Some may say it is time to document the meeting, thanking people for their time/interest and recounting your understanding of positives and agreements reached. Parents may wish to keep rather complete documentation at home, and decide what parts of it to share with the meeting attendees, keeping in mind that e-mails to schools may become open records, and information shared on public forums may be widely read.

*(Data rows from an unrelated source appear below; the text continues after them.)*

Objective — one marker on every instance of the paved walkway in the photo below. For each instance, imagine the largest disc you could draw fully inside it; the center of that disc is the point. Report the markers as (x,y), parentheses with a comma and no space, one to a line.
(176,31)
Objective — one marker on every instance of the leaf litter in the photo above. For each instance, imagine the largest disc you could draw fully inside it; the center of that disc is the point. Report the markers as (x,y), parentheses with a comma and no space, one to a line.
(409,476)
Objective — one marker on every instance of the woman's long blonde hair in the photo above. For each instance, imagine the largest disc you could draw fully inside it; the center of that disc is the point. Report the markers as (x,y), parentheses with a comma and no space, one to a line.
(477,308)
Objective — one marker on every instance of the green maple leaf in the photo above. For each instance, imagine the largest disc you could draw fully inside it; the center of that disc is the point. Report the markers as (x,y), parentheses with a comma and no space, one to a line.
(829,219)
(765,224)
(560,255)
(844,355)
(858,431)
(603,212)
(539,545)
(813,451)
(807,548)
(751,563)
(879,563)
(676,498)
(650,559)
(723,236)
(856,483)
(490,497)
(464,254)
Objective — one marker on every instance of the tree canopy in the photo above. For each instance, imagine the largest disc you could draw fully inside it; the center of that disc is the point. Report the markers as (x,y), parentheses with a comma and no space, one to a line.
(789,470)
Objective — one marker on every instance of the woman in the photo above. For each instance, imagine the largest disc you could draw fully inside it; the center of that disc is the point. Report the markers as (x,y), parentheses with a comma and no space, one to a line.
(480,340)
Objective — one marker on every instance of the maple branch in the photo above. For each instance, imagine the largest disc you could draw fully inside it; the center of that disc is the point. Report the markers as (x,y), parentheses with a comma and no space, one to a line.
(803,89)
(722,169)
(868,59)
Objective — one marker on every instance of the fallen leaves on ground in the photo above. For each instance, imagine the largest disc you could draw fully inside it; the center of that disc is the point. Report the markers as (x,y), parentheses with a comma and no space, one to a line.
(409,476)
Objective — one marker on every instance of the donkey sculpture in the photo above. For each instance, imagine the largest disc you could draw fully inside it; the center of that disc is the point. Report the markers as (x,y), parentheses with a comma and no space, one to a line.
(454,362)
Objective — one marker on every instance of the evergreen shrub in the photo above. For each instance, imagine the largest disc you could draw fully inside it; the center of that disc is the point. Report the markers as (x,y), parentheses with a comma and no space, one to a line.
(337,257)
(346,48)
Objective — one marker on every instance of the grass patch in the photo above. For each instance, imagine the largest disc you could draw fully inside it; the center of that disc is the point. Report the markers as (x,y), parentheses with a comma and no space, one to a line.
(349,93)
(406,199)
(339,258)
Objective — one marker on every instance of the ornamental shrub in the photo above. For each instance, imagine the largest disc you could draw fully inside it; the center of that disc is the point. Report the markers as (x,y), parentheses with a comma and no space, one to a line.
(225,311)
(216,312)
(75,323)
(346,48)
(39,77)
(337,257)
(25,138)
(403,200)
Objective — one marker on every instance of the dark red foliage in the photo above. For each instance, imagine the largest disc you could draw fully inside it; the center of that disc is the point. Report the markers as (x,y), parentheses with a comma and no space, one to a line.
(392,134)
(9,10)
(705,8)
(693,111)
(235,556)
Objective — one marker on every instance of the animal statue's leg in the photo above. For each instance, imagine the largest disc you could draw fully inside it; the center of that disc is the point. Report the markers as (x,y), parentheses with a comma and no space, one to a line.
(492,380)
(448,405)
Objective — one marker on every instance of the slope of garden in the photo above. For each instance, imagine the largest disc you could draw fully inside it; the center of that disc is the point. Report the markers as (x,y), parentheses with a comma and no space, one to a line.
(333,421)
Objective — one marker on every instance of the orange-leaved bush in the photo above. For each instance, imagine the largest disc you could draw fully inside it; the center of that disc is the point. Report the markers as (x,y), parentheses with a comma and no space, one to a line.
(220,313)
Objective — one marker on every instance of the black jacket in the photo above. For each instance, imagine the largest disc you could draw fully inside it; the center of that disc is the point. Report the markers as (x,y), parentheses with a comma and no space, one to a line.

At some point parents may wish to ensure they have a solid understanding of what a school means by "differentiation" and "testing out if needed in math and reading for 1st grade". For example:
- Is differentiation a higher set of expectations for the child's performance and volume of output/productivity (differentiated task demands)?
- Is this a choice a child must make between working with the class or doing worksheets in isolation?
- Does differentiation include instruction in higher level material or is the child required to be entirely autodidactic?
- What level of mastery allows a child to test out, 90%, 95%, 100%? Knowing that each year most children are routinely promoted to the next grade with less than 100% mastery (as 76%-79% is often considering a "passing" grade) some families have successfully advocated for their gifted or high-achieving children to take the school's end-of-year tests early to be subject accelerated.

Here's an old post with a roundup of wry descriptions of gifted program/service buzzwords.

While things are going well, you may wish to study advocacy skills as they may come in handy in the future.